The Belair is a strange and beautiful beast that can take medium format photos in 3 different sizes (6×6, 6×9, and 6×12). It comes with plastic lenses (glass Belairgon lenses are available, but I haven’t used them). At 6×6 the plastic lenses are surprisingly sharp, but by the time you stretch the film plane to 6×12, they get quite soft around the edges. This really influences my composition when I use the camera, and my subjects tend to be close to the centre of the frame. It’s also an aperture priority, automatic camera. Reading this your first thought might be “Great! I’ll choose aperture to achieve my preferred depth of field, and the camera will do the rest!”, but the highest shutter speed is 1/125. This means that you do have to give exposure a little more thought.
Part of my interest in minimalism is in embracing creative boundaries, so with personality of the lens and the limitation of the shutter in mind, I set out to shoot. It’s undeniable that this way of making photographs made me think more about how and what I was shooting. The camera is really easy to use, so the actual process of focusing and making the image was pretty quick, but I did think more than twice before releasing the shutter.
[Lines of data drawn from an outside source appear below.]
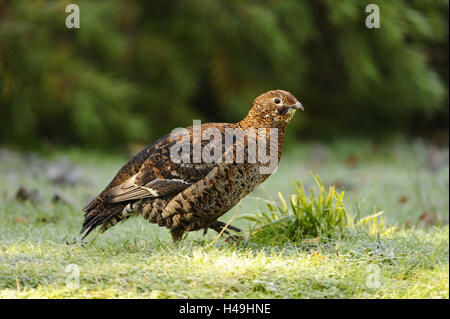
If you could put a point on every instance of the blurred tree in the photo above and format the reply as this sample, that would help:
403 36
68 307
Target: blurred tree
137 69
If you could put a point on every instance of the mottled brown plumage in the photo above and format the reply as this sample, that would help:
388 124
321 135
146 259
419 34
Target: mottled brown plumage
191 196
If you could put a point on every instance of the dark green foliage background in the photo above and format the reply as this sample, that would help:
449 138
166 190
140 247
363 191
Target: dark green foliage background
137 69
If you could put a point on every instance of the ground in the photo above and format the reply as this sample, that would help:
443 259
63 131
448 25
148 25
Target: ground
40 256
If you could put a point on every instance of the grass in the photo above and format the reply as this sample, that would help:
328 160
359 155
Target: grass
408 181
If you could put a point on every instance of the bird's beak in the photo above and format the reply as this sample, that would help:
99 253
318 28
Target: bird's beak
297 106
More often than not, I’d line up a shot in the viewfinder, consider the project, and then not make the photo.
I’m not sure if this lead to better photos, in fact I’m sure I missed some opportunities to capture amazing images, but this process was like therapy to me. I sometimes look at my images and think “well that shot was just lucky, there’s no meaning in the image, it’s just fortunately, coincidentally pleasing to the eye”. Sometimes I wonder if I’m making art at all.
The therapy of forcing myself to slow down and consider each shot very carefully has meant that I’ve found meaning in every shot. They may lack some spontaneity and guile, but these images all mean something to me, and have given me new momentum and self-belief which will allow me to go out and find my next lucky fluke-shot.